Daniel Becker has posted comments on this change. ( 
http://gerrit.cloudera.org:8080/22501 )

Change subject: IMPALA-13268: Integrate Iceberg ScanMetrics into Impala query 
profiles
......................................................................


Patch Set 5:

(13 comments)

http://gerrit.cloudera.org:8080/#/c/22501/3/fe/src/main/java/org/apache/impala/planner/IcebergScanPlanner.java
File fe/src/main/java/org/apache/impala/planner/IcebergScanPlanner.java:

http://gerrit.cloudera.org:8080/#/c/22501/3/fe/src/main/java/org/apache/impala/planner/IcebergScanPlanner.java@191
PS3, Line 191:     return res;
> I don't think it's that intuitive that a function called filterFileDescript
Done


http://gerrit.cloudera.org:8080/#/c/22501/3/fe/src/main/java/org/apache/impala/planner/IcebergScanPlanner.java@178
PS3, Line 178:
             :   public PlanNode createIcebergScanPlan() throws ImpalaException 
{
             :     PlanNode res = createPlanNodeHelper();
             :     Preconditions.checkNotNull(res);
             :
             :     ScanMetricsResult metricsResult = 
metricsReporter_.scanMetricsResult();
             :     Preconditions.checkState(
             :         !needIcebergForPlanning() || snapshotId_ == -1 || 
metricsResult != null);
             :
             :     // Update the query profile with the scan metrics.
             :     
org.apache.impala.service.Frontend.addIcebergScanMetricsToProfile(
             :         res.getId().toString(), metricsResult);
             :
             :     return res;
             :   }
             :
             :   private PlanNode createPlanNodeHelper() throws ImpalaException 
{
             :     if (!needIcebergForPlanning()) {
             :       analyzer_.materializeSlots(conjuncts_);
             :       setFileDescriptorsBasedOnFileStore();
             :       return createIcebergScanPlanImpl();
             :     } else {
             :       filterFileDescriptors();
             :       filterConjuncts();
             :       analyzer_.materializeSlots(conjuncts_);
             :       return createIcebergScanPlanImpl();
             :     }
             :   }
> How about:
Done


http://gerrit.cloudera.org:8080/#/c/22501/3/fe/src/main/java/org/apache/impala/service/Frontend.java
File fe/src/main/java/org/apache/impala/service/Frontend.java:

http://gerrit.cloudera.org:8080/#/c/22501/3/fe/src/main/java/org/apache/impala/service/Frontend.java@2577
PS3, Line 2577: String nodeId,
> is this param used?
Done


http://gerrit.cloudera.org:8080/#/c/22501/3/fe/src/main/java/org/apache/impala/service/Frontend.java@2592
PS3, Line 2592: fillProfileNodeWithIcebergScanMetrics
> I wonder how we can keep the list of metrics up-to-date.
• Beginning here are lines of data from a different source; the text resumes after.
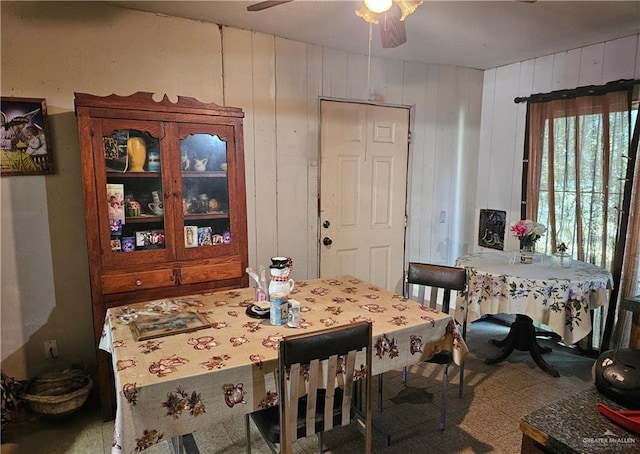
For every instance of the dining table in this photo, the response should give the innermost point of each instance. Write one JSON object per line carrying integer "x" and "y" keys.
{"x": 559, "y": 295}
{"x": 216, "y": 361}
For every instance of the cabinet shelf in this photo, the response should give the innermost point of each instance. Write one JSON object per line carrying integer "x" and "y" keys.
{"x": 216, "y": 215}
{"x": 207, "y": 174}
{"x": 143, "y": 219}
{"x": 116, "y": 174}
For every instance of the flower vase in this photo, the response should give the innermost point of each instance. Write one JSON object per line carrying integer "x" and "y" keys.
{"x": 526, "y": 254}
{"x": 137, "y": 152}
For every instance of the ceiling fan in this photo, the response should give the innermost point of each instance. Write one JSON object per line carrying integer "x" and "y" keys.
{"x": 388, "y": 14}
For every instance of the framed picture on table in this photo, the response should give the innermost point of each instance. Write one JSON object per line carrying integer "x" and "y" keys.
{"x": 25, "y": 143}
{"x": 491, "y": 231}
{"x": 152, "y": 326}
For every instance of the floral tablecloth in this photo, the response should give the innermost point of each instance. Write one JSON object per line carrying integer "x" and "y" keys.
{"x": 178, "y": 384}
{"x": 557, "y": 297}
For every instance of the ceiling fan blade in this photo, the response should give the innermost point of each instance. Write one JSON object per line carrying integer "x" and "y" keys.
{"x": 392, "y": 30}
{"x": 264, "y": 5}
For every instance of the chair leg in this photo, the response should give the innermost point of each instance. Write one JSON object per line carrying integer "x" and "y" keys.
{"x": 247, "y": 428}
{"x": 443, "y": 405}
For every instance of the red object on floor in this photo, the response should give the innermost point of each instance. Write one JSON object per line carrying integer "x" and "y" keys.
{"x": 628, "y": 419}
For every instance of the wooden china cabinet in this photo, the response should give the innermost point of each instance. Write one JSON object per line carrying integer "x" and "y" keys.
{"x": 165, "y": 203}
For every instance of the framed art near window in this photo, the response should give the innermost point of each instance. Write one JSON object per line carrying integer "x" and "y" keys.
{"x": 491, "y": 231}
{"x": 25, "y": 144}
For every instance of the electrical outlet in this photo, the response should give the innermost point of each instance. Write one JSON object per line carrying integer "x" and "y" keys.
{"x": 50, "y": 349}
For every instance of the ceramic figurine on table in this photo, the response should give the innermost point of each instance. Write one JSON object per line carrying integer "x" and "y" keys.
{"x": 280, "y": 269}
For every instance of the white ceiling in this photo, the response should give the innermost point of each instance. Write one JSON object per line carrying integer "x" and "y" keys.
{"x": 475, "y": 34}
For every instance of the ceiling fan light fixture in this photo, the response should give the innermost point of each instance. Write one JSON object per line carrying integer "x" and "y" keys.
{"x": 407, "y": 7}
{"x": 365, "y": 14}
{"x": 378, "y": 6}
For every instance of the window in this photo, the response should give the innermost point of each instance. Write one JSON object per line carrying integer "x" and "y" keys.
{"x": 578, "y": 172}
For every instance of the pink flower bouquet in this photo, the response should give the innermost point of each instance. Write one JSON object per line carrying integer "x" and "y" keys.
{"x": 528, "y": 231}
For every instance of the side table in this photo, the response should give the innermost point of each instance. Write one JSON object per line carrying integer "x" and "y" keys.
{"x": 574, "y": 426}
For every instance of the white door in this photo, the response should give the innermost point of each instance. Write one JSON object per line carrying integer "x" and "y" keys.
{"x": 363, "y": 174}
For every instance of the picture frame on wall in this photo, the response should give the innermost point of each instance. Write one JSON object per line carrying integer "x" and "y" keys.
{"x": 25, "y": 142}
{"x": 491, "y": 229}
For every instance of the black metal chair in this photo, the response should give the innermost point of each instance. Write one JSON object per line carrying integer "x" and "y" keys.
{"x": 443, "y": 282}
{"x": 321, "y": 367}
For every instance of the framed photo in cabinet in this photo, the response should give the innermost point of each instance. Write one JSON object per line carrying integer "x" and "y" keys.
{"x": 25, "y": 144}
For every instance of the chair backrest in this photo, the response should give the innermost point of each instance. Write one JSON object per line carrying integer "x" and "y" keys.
{"x": 443, "y": 281}
{"x": 326, "y": 359}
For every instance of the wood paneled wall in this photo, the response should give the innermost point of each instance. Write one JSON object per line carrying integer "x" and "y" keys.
{"x": 503, "y": 121}
{"x": 279, "y": 83}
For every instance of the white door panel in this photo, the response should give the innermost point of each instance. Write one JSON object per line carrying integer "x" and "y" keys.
{"x": 363, "y": 191}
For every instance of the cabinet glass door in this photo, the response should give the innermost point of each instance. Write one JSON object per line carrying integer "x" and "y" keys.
{"x": 205, "y": 191}
{"x": 134, "y": 190}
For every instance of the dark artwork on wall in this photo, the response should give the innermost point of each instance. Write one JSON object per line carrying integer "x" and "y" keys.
{"x": 491, "y": 232}
{"x": 25, "y": 145}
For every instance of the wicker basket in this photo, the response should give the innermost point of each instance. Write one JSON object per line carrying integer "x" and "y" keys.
{"x": 58, "y": 394}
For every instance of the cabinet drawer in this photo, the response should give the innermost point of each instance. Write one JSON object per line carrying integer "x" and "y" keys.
{"x": 137, "y": 280}
{"x": 211, "y": 272}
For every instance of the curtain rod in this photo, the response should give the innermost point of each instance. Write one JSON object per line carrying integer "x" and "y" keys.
{"x": 618, "y": 85}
Maybe adding a uni
Done


http://gerrit.cloudera.org:8080/#/c/22501/3/fe/src/main/java/org/apache/impala/service/Frontend.java@2594
PS3, Line 2594:     long durationMs = 
metrics.totalPlanningDuration().totalDuration().toMillis();
> This would also keep the metrics up-to-date. If the format is not good for
I decided on the unit test approach: it is less cumbersome to use the interface 
without reflection in the normal code, and this interface is not expected to 
change often, so it's not too problematic if we have to update the code.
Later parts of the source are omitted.